DNA methylation was carried out by mixing 1 unit of CpG methylase (M. Sss I; NEB M0226S) with 10 μg of ODN 7909, and then reacting each other at 37° C. for 12 hours. At this time, 160 μM S-adenosylmethionine (SAM) was mixed as a methyl donor and reacted together. After the methylation was completed, the remaining salts and enzymes were, then, removed off using a DNA clean kit (CPG DPC60050) and a micropure EZ (Amicon 42529).

Example 3 Purification of CIA 04 from Mutant E. coli

Purification of Lipopolysaccharide from Mutant E. coli

The strain E. coli was prepared in the same manner as in the DNA separation.

The strain prepared thus was mixed with 2× volumes of ethanol, centrifuged at 4,000 g to precipitate a pellet, and then 1.5× volumes of acetone was added to the resultant pellet, mixed throughly and centrifuged at 4,000 g.

The equivalent amount of ethyl ether wad added to the resultant pellet, mixed throughly and centrifuged at 4,000 g. The cell pellet obtained by centrifugation was covered with an aluminum foil with holes in it, and dried, and the cell body was weighed, and then an extraction mixture (90% Phenol:Chloroform:Petroleum ether=2:5:8) was added at an amount of 7.5 ml per 1 g of the dried weight. The resultant mixture was divided into glass centrifuge tubes and centrifuged at 25° C. and 3,000 rpm (1,200 g) for 20 minutes to obtain supernatant. The resultant supernatant was kept in a hood for 12 hours to precipitate the residues, divided into glass centrifuge tubes and centrifuged at 25° C. and 3,000 rpm (1,200 g) for 20 minutes to obtain lipopolysaccharides. The resultant lipopolysaccharides were dissolved in ethyl ether, and then the lipopolysaccharide solutions were transferred to Eppendorf tubes, dried in a hood, and their dried weights were measured using a chemical balance, and then ethanol was added to the dried lipopolysaccharide, which was stored for the future use. Ethanol was completely removed from the purified E. coli lipopolysaccharide stored in ethanol, and then an amount of KDO (2-keto-3-deoxyoctonate) in the lipopolysaccharides was measured, normalized as a standard to measure its concentration, and separated according to their molecular weight on the SDS-PAGE, and their molecular weight was confirmed using a silver staining method. It was confirmed that the lipopolysaccharide has a molecular weight of about 2,000 to about 10,000 daltons, which is very smaller than the general E. coli lipopolysaccharides (FIG. 2).

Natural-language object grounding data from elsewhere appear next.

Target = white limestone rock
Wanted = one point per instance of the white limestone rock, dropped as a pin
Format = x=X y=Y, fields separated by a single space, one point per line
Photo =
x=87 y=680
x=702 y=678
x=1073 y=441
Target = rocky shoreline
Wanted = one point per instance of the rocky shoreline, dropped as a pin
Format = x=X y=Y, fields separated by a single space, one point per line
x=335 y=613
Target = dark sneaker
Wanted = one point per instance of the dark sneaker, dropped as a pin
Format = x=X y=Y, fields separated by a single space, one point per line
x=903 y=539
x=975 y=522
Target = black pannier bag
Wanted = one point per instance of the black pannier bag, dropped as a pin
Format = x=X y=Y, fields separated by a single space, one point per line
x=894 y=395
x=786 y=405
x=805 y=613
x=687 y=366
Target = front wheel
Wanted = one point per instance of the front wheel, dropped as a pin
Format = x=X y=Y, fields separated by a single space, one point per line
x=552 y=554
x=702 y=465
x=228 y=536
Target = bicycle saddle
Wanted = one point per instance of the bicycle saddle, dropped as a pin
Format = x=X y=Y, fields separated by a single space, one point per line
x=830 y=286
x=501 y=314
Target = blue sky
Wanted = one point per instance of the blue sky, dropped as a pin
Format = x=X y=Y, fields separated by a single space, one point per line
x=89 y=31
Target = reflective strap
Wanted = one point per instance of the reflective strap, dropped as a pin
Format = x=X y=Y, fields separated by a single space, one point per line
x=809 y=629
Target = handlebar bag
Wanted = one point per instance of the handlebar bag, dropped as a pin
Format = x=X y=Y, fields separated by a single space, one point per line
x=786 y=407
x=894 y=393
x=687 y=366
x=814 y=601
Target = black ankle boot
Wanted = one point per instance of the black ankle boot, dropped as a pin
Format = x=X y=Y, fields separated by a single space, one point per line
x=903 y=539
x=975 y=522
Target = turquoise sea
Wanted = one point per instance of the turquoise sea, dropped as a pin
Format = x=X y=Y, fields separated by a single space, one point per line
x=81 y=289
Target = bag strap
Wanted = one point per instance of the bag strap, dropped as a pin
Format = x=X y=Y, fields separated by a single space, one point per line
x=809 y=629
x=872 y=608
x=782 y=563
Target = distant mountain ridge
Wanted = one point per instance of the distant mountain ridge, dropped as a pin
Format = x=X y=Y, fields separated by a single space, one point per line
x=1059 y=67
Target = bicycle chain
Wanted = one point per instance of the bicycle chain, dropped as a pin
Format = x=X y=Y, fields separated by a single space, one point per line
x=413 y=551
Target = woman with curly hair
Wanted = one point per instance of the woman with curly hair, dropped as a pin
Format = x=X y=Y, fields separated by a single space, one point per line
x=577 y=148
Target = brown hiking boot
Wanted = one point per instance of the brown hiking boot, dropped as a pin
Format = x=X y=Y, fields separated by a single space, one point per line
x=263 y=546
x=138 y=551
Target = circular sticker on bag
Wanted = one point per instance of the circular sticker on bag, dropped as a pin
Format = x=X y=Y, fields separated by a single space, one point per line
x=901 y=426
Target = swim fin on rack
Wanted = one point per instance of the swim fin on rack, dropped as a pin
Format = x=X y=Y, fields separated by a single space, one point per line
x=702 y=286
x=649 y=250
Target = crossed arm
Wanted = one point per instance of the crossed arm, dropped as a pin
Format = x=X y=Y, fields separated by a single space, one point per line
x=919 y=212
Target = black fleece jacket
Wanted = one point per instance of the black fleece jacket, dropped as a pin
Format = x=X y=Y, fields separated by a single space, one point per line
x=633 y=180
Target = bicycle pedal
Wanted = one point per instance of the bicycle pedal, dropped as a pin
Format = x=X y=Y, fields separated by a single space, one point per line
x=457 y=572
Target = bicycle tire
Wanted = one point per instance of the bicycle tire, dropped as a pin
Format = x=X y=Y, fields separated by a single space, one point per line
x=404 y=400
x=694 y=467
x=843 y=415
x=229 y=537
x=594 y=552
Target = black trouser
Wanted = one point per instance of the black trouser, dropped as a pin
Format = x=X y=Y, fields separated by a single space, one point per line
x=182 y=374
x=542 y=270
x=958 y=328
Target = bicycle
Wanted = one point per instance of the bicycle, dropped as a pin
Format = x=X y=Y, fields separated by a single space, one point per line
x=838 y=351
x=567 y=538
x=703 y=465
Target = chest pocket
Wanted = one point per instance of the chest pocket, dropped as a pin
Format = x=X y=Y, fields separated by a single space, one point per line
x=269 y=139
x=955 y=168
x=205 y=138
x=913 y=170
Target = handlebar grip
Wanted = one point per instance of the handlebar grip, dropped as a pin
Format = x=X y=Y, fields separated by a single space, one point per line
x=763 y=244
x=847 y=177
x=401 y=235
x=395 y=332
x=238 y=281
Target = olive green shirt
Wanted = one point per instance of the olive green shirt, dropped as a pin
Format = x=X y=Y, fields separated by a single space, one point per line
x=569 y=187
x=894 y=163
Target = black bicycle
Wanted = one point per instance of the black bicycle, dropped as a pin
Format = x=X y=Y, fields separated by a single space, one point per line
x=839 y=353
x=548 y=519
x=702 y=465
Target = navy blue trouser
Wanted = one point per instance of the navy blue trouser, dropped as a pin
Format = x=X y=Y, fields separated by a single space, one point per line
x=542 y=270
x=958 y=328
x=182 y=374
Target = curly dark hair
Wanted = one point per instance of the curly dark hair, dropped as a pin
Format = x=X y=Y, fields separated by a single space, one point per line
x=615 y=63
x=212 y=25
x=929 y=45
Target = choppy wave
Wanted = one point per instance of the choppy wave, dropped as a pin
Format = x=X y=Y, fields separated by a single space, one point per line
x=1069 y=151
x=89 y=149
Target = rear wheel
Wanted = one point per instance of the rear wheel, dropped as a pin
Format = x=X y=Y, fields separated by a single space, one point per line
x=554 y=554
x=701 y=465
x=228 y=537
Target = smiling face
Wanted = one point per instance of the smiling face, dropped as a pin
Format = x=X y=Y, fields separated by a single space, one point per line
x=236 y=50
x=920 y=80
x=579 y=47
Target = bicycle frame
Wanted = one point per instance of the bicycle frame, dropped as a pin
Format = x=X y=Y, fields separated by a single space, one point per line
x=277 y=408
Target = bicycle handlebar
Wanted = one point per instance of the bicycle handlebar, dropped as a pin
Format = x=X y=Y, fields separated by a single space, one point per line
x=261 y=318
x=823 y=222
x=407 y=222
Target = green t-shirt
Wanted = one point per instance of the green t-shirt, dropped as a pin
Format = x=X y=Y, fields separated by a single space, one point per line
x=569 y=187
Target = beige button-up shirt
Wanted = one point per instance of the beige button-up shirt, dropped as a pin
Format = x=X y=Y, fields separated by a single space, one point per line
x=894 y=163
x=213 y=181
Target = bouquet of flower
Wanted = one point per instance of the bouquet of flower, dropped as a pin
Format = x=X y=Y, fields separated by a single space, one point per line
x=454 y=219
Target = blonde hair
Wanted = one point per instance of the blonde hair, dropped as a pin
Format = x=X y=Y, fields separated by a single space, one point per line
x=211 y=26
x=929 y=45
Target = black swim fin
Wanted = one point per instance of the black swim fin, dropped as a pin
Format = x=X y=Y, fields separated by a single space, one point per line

Meanwhile, FIG. 3 is a diagram showing that a molecular weight of CIA04 is measured using a MALDI-MASS. The CIA04 is dissolved in distilled water at a concentraion of 5 mg/ml, and used. Gentisic acid (2,5-dihydroxybenzoic acid, Sigma, G-5254) is used as a matrix. Axima-LNR V 2.3.5 (Mode Liner, Power: 106) from the company Shimadz is used as the MALDI-MASS. As seen from FIG. 3, it was revealed that the CIA04, as measured using the MALDI-MASS, has a molecular weight of about 3,500 daltons (FIG. 3).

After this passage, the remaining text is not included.